We had a whole row of five gallon carboys of grape juice bubbling away through air locks in our family room. The wooden floors became stained purple. Luckily we were planning on remodeling the room and tearing up the floor so it didn’t matter much.
The wine was surprisingly good. We had both red and white. We made labels for our “Rohkam House” wines that portrayed a picture of the house as it looked in the late 1880’s. You can find that picture in a previous post.
After a few successes with wine, I asked Frank to make mead. He settled on a recipe he fancied, though it was not entirely a traditional northern European mead. It contained honey, of course, but the recipe specifically called for orange blossom honey which obviously has no connection to northern Europe. The recipe also required some freshly squeezed orange juice instead of just water. I was a bit skeptical about the non-traditional ingredients but…hey…I was finally getting my mead after all these years.
I found a beekeeper in Florida who would sell me five pounds of orange blossom honey from his own bees. I ordered five pounds of honey. I got fifty pounds sent overnight delivery!
It turns out that Muriel, the beekeeper, got two orders at the same time. My order was for five pounds sent by UPS ground. Someone else ordered 50 pounds sent express. Muriel got the orders confused and we suddenly were in the business of making ten times as much mead as we had planned.
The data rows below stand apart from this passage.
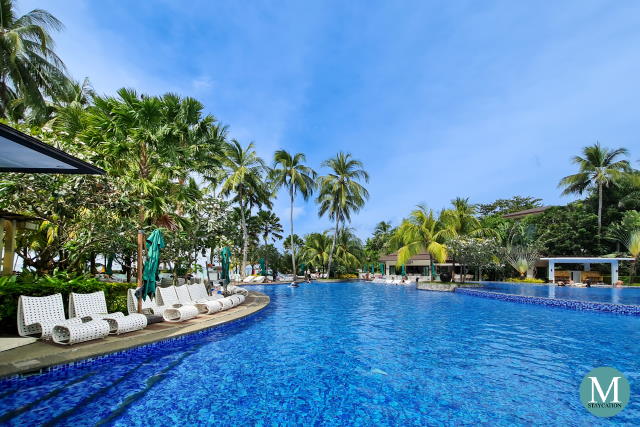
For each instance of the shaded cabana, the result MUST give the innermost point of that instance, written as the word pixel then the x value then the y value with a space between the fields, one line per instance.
pixel 20 152
pixel 10 223
pixel 586 262
pixel 23 153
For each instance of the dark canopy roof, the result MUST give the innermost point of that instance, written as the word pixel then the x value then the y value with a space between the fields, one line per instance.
pixel 20 152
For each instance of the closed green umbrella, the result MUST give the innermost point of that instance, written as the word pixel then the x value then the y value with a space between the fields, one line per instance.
pixel 108 269
pixel 155 242
pixel 263 267
pixel 225 256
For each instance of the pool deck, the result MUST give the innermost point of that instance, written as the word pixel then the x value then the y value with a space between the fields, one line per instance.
pixel 40 355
That also meant we needed ten time the number of oranges we had planned on to get enough juice. I couldn’t bear to let those orange peels go to waste so I took out the recipe for limoncello that I got from relatives in Tuscany on our visit a couple of years earlier and decided to make it with orange zest instead of lemon zest.
I dubbed it arancello, using the Italian word for orange in the same way the Italian word for lemon is used to make the word limoncello.
I ultimately served it to friends and family visiting from Europe. I explained what I had done to make it. Not one of them had ever heard of anything like it but it was a hit.
Fast forward a decade or two and arancello started to be imported from Italy (often called orancello or orangecello). While I can’t claim to have invented arancello, I am pretty sure it was not a common product when I got the idea to repurpose the family recipe for limoncello.
Oh, and that mead…it was pretty darn good. We served it for many dinner parties in place of white wine. Everyone thought it was wine. It had that haunting floral quality so like a good Viognier. Now that we have orange trees outside our door in Palm Springs maybe we can dig up that mead recipe again and make arancello as a buyproduct!